1 Introduction

To date, the capability of analytical methods is commonly related to the analysis of matrix-matched samples or spiked homogenised natural samples collected at a representative site. The involved uncertainty of the obtained analyte concentration values therefore reflects mainly the contribution of the analytical process (EURACHEM/CITAC Guide 2000). But particularly in environmental research, the knowledge of analyte concentration in an individual subsample is not sufficient or even misleading. The interpretation of environmental impacts rather requires the specification of a batch of material. With this respect, the term measurand is used, and its uncertainty also includes the effects arising from the process of sampling and the preparation of the test samples (Ramsey and Ellison 2007; ISO 11648-1 2003). In accordance with that, the uncertainty of the measurand includes particularly any necessary allowance for heterogeneity of the bulk.

The presented investigations focused on a case study monitoring the content of environmental essential macronutrients (P, K, S, Ca and Mg) in agricultural crops which were cultivated in a setup of lysimeter trials. The objective of this trial was both to evaluate the impact of different mineral fertiliser application rates and to test the influence of different land management intensities (fertiliser application rate linked with different irrigation regimes) on the uptake of macronutrients by plants (grassland, arable land), respectively.

The interpretation of the results will focus on the analytical results for phosphorus because it is of particular importance for groundwater and surface water pollution via runoff by rain water, especially under the aspect that phosphorus is the limiting nutrient for algae blooming in aquatic environment.

To examine the impact of land management activities on the environment, it proves of particular concern to control the budget of the essential macronutrients in plants by means of an appropriate analytical method.

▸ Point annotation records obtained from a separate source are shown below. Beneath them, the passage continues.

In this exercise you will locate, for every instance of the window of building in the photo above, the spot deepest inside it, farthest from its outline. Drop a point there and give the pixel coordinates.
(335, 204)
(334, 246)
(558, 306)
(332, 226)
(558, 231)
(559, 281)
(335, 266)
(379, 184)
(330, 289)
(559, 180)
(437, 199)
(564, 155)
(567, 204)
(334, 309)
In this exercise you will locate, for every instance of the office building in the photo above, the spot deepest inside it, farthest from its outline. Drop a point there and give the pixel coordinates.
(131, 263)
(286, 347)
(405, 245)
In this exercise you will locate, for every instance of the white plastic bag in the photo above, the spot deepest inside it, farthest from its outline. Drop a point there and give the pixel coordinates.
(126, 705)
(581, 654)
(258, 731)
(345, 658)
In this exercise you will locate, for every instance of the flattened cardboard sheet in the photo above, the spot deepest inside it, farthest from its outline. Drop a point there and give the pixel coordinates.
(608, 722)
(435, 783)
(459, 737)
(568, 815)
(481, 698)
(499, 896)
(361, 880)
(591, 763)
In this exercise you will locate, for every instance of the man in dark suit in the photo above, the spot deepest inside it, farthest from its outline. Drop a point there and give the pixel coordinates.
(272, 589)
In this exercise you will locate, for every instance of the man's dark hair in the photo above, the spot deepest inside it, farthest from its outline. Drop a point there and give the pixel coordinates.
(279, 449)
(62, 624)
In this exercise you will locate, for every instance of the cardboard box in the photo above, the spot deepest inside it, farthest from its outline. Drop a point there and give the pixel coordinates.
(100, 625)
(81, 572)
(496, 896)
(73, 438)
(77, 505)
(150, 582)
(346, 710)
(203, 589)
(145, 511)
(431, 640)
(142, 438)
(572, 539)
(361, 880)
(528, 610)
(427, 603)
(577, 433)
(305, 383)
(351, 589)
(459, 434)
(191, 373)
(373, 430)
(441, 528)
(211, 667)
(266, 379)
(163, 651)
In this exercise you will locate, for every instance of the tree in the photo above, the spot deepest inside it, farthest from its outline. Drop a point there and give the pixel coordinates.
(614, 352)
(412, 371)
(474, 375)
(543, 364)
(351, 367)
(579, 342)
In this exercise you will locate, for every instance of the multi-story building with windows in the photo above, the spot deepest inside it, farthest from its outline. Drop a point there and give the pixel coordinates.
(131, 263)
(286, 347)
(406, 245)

In the present paper, we focused on X-ray fluorescence analysis as an approved and cost-effective analytical method of solid-state analysis.

To evaluate the appropriateness of the proposed method, the results of recently published works (Meissner et al. 2002; Godlinski et al. 2004) were used as a reference to assess relevant performance requirements of the shortlisted analytical procedure. Particularly in the framework of the fitness for purpose concept (Ramsey and Ellison 2007; Lyn et al. 2007a), it proves important to be aware of the minimum variations of analyte concentrations in the plant material which can be just confirmed by the analytical method in dependence on the sample size. The corresponding investigations require reliable estimates for the measurement uncertainty (including both analytical and sampling components). For this purpose, the analytical data provided by a survey across several lysimeter stations were subjected to analysis of variance (ANOVA).

2 Materials and Methods

2.1 Lysimeter Trial

The presented investigations based on a set of different non-weighable lysimeters each with a depth of 125 cm and a surface area of 1 m2. These lysimeters had been filled with soil types that are representative for the River Elbe catchment (Leinweber et al. 1999).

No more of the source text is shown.